Apache Tika XXE Vulnerability CVE-2025-66516 Explained
CREATED ON January 09, 2026
A high-severity security flaw has been identified in Apache Tika, the open-source framework widely utilized for document parsing and metadata extraction. Tracked as CVE-2025-66516 with a CVSS score of 8.4, this vulnerability enables XML External Entity (XXE) attacks via malicious XFA files embedded within PDFs.
This disclosure supersedes the previously reported CVE-2025-54988; investigation revealed that the root cause resides within the tika-core library rather than the PDF module alone, effectively expanding the scope of affected packages. Because the vulnerability exists in the core logic, upgrading only the PDF parser module is insufficient to resolve the issue.

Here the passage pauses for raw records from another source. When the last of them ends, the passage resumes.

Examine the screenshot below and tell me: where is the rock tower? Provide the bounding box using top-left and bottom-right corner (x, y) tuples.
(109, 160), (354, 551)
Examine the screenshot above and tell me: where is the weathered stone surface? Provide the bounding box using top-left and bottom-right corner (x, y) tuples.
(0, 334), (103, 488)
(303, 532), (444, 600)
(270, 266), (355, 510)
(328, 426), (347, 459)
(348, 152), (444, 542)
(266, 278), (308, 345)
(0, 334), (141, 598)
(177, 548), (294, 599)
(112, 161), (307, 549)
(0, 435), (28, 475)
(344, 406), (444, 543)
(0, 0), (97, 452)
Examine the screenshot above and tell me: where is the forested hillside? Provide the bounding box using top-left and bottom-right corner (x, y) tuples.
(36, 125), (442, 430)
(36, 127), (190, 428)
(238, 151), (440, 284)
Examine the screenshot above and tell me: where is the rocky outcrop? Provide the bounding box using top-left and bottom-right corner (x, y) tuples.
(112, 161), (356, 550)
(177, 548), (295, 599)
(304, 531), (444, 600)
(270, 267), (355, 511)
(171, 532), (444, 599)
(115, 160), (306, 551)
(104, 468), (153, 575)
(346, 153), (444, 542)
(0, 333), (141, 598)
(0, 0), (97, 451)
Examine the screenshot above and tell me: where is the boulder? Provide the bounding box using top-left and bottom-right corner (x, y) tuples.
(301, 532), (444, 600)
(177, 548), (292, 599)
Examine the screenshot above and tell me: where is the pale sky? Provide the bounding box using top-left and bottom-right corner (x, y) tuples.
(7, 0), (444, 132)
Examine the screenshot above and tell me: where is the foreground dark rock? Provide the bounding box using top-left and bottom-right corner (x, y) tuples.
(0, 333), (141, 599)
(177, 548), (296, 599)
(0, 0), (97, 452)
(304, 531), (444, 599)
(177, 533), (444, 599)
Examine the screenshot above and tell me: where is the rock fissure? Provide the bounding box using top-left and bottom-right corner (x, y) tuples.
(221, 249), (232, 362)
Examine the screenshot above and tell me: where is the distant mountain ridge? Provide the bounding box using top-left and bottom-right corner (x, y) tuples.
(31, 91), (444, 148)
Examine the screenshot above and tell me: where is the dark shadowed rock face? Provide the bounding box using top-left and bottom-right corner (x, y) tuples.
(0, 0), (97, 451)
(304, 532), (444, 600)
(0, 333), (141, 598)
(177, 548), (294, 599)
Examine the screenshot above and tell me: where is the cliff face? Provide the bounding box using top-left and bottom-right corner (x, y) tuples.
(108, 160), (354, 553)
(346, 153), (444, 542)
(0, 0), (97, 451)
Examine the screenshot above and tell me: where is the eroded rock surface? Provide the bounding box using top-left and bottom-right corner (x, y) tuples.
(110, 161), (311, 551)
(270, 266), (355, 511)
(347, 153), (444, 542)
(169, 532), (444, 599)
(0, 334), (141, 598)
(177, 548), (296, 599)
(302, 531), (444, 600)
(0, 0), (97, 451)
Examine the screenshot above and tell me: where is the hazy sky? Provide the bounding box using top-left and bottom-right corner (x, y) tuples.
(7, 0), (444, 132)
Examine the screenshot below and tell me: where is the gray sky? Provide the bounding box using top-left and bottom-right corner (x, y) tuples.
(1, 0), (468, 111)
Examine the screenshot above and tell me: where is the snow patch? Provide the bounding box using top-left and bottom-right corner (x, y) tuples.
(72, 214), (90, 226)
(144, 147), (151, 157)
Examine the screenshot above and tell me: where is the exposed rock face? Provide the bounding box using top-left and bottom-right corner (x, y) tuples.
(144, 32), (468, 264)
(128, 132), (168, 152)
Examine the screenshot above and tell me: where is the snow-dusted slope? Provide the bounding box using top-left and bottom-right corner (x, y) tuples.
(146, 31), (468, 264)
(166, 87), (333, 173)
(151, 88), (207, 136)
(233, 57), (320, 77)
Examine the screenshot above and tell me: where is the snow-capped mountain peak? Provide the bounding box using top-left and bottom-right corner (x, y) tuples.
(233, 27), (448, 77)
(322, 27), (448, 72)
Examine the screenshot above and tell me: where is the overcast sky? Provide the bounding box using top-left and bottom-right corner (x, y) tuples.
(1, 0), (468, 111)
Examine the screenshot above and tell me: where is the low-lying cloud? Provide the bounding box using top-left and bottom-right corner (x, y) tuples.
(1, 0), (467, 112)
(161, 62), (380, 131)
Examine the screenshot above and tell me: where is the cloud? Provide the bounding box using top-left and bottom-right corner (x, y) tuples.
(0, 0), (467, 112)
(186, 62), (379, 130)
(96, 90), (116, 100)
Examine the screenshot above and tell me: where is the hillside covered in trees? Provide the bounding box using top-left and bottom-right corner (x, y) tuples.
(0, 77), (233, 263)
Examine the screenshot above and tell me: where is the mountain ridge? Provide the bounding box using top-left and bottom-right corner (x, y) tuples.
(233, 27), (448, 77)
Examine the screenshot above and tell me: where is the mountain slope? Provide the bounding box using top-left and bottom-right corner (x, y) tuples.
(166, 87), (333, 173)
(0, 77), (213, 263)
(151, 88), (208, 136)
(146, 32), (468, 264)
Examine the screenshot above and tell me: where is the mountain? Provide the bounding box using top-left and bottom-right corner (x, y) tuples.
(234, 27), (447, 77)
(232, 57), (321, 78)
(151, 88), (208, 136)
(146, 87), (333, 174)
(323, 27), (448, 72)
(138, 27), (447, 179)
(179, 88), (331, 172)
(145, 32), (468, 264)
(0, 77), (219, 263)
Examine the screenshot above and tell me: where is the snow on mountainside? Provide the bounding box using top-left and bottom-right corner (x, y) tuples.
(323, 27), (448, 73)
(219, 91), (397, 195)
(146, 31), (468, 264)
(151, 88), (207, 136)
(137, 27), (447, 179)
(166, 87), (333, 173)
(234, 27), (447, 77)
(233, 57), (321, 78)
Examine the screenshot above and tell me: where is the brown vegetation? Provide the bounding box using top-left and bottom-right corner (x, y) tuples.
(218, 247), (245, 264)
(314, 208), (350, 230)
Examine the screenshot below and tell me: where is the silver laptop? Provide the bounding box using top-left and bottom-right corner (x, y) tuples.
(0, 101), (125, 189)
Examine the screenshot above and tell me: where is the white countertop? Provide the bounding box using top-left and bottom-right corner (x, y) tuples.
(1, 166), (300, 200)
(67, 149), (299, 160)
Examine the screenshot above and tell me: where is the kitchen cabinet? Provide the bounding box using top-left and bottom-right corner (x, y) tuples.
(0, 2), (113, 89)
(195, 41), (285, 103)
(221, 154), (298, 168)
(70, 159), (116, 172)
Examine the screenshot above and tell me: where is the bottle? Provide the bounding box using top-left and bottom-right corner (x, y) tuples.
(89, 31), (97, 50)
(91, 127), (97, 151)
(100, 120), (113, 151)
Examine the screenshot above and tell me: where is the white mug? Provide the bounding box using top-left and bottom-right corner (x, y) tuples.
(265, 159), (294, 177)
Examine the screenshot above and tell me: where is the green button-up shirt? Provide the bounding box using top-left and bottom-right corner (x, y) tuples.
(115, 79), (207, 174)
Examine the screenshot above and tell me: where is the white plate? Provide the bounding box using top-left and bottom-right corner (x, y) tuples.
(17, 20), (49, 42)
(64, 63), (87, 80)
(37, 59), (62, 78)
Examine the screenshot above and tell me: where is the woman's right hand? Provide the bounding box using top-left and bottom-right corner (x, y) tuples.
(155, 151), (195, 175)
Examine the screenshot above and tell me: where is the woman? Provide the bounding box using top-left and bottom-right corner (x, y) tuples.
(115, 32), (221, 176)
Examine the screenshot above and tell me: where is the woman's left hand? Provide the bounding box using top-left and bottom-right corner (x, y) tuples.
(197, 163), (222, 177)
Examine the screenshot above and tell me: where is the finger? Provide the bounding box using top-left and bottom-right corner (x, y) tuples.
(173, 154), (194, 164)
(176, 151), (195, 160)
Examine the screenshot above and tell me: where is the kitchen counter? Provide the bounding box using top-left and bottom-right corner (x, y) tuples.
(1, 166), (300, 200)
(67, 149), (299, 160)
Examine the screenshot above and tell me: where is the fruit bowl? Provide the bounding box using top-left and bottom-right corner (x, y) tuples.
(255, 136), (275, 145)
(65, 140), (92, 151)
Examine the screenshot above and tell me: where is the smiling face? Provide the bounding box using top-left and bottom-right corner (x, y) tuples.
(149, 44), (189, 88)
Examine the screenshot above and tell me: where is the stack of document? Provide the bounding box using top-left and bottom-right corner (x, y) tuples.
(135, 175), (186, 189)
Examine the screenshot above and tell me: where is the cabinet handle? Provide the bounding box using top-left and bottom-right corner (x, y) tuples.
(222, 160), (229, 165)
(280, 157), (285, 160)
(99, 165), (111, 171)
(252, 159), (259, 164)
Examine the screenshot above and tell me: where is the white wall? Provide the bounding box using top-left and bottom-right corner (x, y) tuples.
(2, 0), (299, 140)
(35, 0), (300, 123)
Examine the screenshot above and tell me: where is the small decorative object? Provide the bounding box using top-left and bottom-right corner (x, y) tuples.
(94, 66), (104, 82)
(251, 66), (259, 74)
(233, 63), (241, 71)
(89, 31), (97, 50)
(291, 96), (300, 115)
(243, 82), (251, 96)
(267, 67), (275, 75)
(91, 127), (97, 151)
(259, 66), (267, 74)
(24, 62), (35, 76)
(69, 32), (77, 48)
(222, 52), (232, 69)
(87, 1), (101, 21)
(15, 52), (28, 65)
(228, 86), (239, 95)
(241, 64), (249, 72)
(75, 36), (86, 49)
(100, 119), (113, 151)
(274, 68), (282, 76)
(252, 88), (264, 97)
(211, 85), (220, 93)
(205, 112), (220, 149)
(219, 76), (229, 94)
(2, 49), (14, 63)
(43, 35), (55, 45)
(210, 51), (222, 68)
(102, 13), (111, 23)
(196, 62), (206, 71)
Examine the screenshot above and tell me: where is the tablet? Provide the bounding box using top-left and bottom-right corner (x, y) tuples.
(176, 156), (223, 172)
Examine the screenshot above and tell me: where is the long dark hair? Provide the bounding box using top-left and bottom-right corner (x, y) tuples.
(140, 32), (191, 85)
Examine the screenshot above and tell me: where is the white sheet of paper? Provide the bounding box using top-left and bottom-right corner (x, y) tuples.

Systems processing untrusted files are susceptible to significant risks, including the exfiltration of sensitive local files, server-side request forgery (SSRF), and denial of service (DoS). To remediate this threat, it is essential to upgrade tika-core to version 3.2.2 or later, as earlier versions (1.13 through 3.2.1) remain vulnerable to exploitation.
What Is the Apache Tika?
Apache Tika is an open-source framework designed to detect and extract metadata and text from a vast array of file formats. It is capable of processing over a thousand different file types, including common formats like PowerPoint (PPT), Excel (XLS), and Portable Document Format (PDF). Because of its versatility, Tika has become a fundamental component in document processing workflows, content analysis systems, and search indexing engines across various sectors, including finance, media, legal, and government.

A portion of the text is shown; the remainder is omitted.